Todas as pessoas com quem conversei ficaram atônitas com a velocidade em que o regime da Síria se transformou em pó.
Na Primavera Árabe de 2011, foi diferente. Os sírios tentaram concentrar uma parte da magia revolucionária que derrubou os presidentes da Tunísia e do Egito — e ameaçava os veteranos homens fortes da Líbia e do Iêmen.
Em 2011, o regime criado por Hafez al-Assad (1930-2000) e herdado pelo seu filho Bashar já era corrupto e decadente.

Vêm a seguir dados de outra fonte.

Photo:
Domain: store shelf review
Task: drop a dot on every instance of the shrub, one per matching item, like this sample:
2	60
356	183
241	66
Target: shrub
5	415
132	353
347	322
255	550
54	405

Mas o sistema estabelecido por Hafez al-Assad ainda detinha grande parte da força bruta e implacável que ele acreditava ser necessária para controlar a Síria. Assad pai tomou o poder em um país propenso a golpes de Estado e o transferiu ao seu filho e herdeiro sem grandes contestações.
Bashar al-Assad retomou a cartilha do seu pai em 2011.
É difícil imaginar agora, mas, na época, ele contava com mais legitimidade entre parte da população da Síria do que os velhos ditadores derrocados pelas multidões que cantavam o slogan daquele ano: "O povo quer a queda do regime."
Bashar al-Assad apoiou ativamente os palestinos e o Hezbollah, durante sua bem sucedida luta contra Israel, na guerra do Líbano de 2006. E ele era mais jovem que os líderes árabes que foram derrubados e os demais que estavam por cair em breve.
Desde a morte do pai, Assad prometia reformas.
Parte da população síria ainda queria acreditar no presidente em 2011, esperando que as demonstrações pudessem ser o estímulo de que ele precisava para as mudanças prometidas. Mas ele ordenou que seus homens disparassem contra manifestantes pacíficos nas ruas.
Certa vez, um embaixador britânico na Síria me disse que, para entender o regime de Assad, era preciso assistir a filmes sobre a Máfia, como O Poderoso Chefão.
Neles, os obedientes podiam ser recompensados. E qualquer um que fosse contrário ao chefe da família ou seus subordinados próximos era eliminado.
No caso da Síria, poderia ser pela forca ou por um pelotão de fuzilamento. Ou o encarceramento por prazo indefinido em alguma cela subterrânea.
Agora, estamos observando essas pessoas. Eles estão pálidos e esquálidos, piscando os olhos contra a luz, sendo filmados pelos celulares dos combatentes rebeldes que libertaram milhares deles, depois de anos atrás das grades.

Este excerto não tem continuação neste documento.